1. Introduction

A Priority Queue is an advanced data structure that stores elements based on their priority. It allows for constant-time retrieval and removal of the element with the highest priority. One of the efficient ways to implement a priority queue is by using a binary heap.

A Binary Heap is a complete binary tree, and it can be of two types:

1. Max Heap: The key present at the root node must be the greatest among the keys present at all of its children and the same property must be recursively true for all nodes in the binary tree.

2. Min Heap: The key present at the root node must be the least among the keys present at all of its children and the same property must be recursively true for all nodes.

In this post, we will implement a Priority Queue using the Max Heap.

2. Program Steps

1. Define the structure of the Max Heap.

2. Implement methods to insert an element, delete the maximum element, and to heapify a subtree.

3. Demonstrate the usage of the Priority Queue.

3. Code Program

class PriorityQueue {
    private int[] heap;
    private int size;
    private int maxsize;

    private static final int FRONT = 1;

    public PriorityQueue(int maxsize) {
        this.maxsize = maxsize;
        this.size = 0;
        heap = new int[this.maxsize + 1];
        heap[0] = Integer.MAX_VALUE;
    }

    private int parent(int pos) {
        return pos / 2;
    }

    private int leftChild(int pos) {
        return (2 * pos);
    }

    private int rightChild(int pos) {
        return (2 * pos) + 1;
    }

    private boolean isLeaf(int pos) {
        return pos >= (size / 2) && pos <= size;
    }

    private void swap(int fpos, int spos) {
        int tmp = heap[fpos];
        heap[fpos] = heap[spos];
        heap[spos] = tmp;
    }

    private void maxHeapify(int pos) {
        if (!isLeaf(pos)) {
            if (heap[pos] < heap[leftChild(pos)] || heap[pos] < heap[rightChild(pos)]) {
                if (heap[leftChild(pos)] > heap[rightChild(pos)]) {
                    swap(pos, leftChild(pos));
                    maxHeapify(leftChild(pos));
                } else {
                    swap(pos, rightChild(pos));
                    maxHeapify(rightChild(pos));
                }
            }
        }
    }

    public void insert(int element) {
        if (size >= maxsize) {
            return;
        }
        heap[++size] = element;
        int current = size;

        while (heap[current] > heap[parent(current)]) {
            swap(current, parent(current));
            current = parent(current);
        }
    }

    public int remove() {
        int popped = heap[FRONT];
        heap[FRONT] = heap[size--];
        maxHeapify(FRONT);
        return popped;
    }

    public static void main(String[] args) {
        PriorityQueue priorityQueue = new PriorityQueue(10);
        priorityQueue.insert(3);
        priorityQueue.insert(5);
        priorityQueue.insert(9);
        priorityQueue.insert(1);
        priorityQueue.insert(8);
        System.out.println(priorityQueue.remove());  // 9
        System.out.println(priorityQueue.remove());  // 8
    }
}

Output:

9
8

4. Step By Step Explanation

1. PriorityQueue class encapsulates the structure and operations of our max heap-based priority queue.

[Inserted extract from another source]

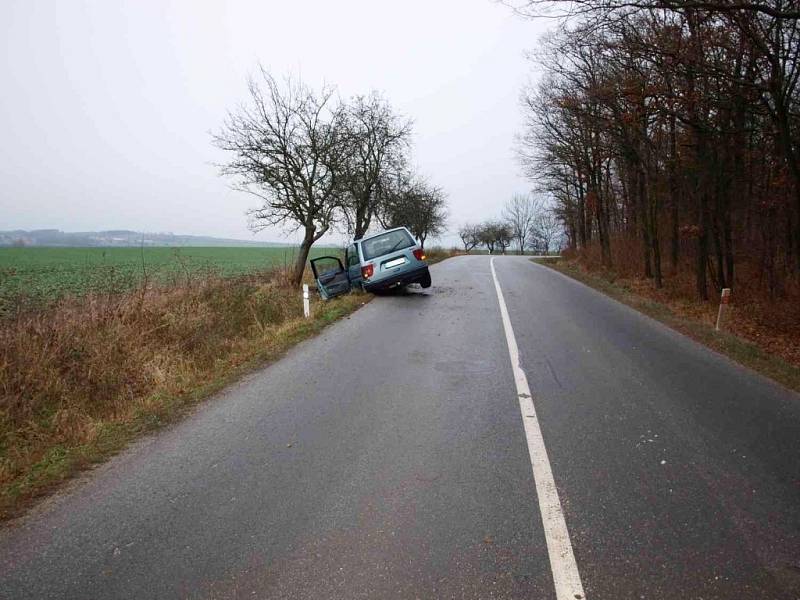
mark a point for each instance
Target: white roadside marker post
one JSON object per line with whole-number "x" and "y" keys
{"x": 724, "y": 299}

2. Initialization is done in the constructor where the first position (index 0) of the heap array is set to Integer.MAX_VALUE. This aids in the insert operation.

3. parent, leftChild, and rightChild methods provide easy access to the respective positions in the array-based heap.

4. The swap method swaps the two elements of the heap.

5. maxHeapify ensures that the tree remains a max heap after each operation.

6. The insert method adds an element to the heap while maintaining the max heap property.

7. The remove method removes and returns the highest priority (maximum) element from the priority queue.

8. In the main method, we've demonstrated the usage of the PriorityQueue by inserting five integers and removing the two with the highest priorities. This results in the output of 9 followed by 8.